For him, the governor's rolling back of restrictions is coming at just the right time. Vermont's construction season is booting up. Baker will distribute to builders and contractors across the state. Now, he can also bring on more hands to help out.

"The majority of the construction companies are small operations of maybe five or less. That doesn't apply to the commercial companies. But most of your residential and small-town contractors are fairly small crews, to begin with," Baker said.

The governor's latest order lets crews of five or fewer people to work manufacturing, distribution and outdoor operations like small construction projects. Manufacturing can resume with a maximum of five employees if they can keep workers six-feet apart. Outdoor retail, such as greenhouses and garden centers can operate in person with no more than 10 people inside at once. But crews still have to maintain social distancing.

"Employees, employers, customers must take this seriously. This is literally in our hands and we have to do this right," said Gov. Phil Scott, R-Vermont.

Employers will have to train a safety officer who makes sure everyone in the workplace is washing their hands and maintaining social distancing.

But as the state slowly comes online, the governor says it's too early to tell how many people went back to work last week and how many are going back now.

"Just watching the trajectory and watching the modeling to be sure that the number of COVID cases doesn't rise at a dramatic rate," Scott said.

But for some jobs that could come back online now, it's too late.

Baker says he's concerned about the longterm effects on Vermont's interconnected economy. "Those jobs that went away this year, are they going to come back next year? Are we going to be in this protracted recession depression that takes three to four years to dig out of?"

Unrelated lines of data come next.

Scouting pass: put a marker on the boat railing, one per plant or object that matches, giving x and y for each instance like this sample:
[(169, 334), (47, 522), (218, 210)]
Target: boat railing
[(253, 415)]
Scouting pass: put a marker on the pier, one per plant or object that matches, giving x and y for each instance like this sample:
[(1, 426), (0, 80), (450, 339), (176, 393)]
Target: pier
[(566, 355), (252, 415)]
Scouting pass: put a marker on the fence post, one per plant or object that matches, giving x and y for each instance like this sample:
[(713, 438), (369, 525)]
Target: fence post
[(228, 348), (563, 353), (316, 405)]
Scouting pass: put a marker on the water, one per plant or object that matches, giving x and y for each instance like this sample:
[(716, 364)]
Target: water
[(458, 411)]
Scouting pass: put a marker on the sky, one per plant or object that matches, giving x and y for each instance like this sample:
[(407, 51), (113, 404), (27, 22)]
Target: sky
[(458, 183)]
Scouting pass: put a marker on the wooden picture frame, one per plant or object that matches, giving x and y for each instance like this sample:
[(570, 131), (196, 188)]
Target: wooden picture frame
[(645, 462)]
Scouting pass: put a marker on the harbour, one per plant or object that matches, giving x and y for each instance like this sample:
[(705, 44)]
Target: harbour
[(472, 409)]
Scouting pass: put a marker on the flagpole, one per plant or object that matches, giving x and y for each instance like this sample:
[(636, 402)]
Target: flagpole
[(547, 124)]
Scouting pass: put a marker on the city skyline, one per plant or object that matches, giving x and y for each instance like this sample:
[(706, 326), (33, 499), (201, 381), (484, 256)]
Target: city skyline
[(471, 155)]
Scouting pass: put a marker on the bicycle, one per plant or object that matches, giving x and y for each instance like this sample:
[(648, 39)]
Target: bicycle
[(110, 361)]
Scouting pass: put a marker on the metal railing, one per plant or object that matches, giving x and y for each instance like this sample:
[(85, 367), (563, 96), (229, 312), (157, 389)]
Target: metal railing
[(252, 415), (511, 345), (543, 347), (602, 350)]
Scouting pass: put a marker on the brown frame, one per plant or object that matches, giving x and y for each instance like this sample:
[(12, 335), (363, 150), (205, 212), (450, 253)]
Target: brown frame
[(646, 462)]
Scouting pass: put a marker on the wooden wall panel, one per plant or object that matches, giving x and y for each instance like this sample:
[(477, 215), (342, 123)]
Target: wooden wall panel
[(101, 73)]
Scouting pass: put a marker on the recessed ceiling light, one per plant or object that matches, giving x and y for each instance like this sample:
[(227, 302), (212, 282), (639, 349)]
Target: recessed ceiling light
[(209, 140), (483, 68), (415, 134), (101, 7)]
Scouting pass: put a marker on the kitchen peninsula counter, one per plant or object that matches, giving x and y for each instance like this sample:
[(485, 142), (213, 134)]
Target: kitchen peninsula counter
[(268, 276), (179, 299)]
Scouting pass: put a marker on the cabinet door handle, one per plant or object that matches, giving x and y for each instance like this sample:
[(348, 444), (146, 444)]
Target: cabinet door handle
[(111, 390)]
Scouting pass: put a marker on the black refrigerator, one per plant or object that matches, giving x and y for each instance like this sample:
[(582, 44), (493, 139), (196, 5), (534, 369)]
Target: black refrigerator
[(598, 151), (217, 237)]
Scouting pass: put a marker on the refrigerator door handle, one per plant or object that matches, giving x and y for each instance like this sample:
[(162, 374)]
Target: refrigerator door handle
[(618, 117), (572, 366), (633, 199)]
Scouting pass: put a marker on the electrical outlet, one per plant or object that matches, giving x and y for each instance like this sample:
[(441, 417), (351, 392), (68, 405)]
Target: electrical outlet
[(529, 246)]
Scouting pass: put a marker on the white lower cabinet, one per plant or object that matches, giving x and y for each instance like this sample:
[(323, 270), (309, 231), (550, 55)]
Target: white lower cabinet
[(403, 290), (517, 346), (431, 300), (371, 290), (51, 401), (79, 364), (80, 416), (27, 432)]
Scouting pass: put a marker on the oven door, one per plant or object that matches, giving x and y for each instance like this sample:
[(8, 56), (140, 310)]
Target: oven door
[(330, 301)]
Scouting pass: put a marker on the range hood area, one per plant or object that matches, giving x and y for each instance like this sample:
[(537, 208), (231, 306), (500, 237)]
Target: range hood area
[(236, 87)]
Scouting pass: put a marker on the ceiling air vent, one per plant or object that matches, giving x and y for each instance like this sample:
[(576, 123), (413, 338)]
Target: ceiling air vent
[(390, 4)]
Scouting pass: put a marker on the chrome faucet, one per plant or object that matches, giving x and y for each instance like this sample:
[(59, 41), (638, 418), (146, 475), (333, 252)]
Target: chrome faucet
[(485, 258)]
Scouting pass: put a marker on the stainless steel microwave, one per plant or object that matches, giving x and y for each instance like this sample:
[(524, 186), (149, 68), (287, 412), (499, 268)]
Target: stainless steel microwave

Farmers markets will be able to open up May 1, but there will be a focus on food distribution instead of a social gathering. Markets will have to use a preorder, local food pickup model. Click here for full guidance from the Vermont Department of Agriculture.

Friday's announcement was the second announcement Scott has made to try to get Vermonters back to work. A week ago he announced that certain professionals who have little or no contact with others and one-to-two-person construction crews could return to work.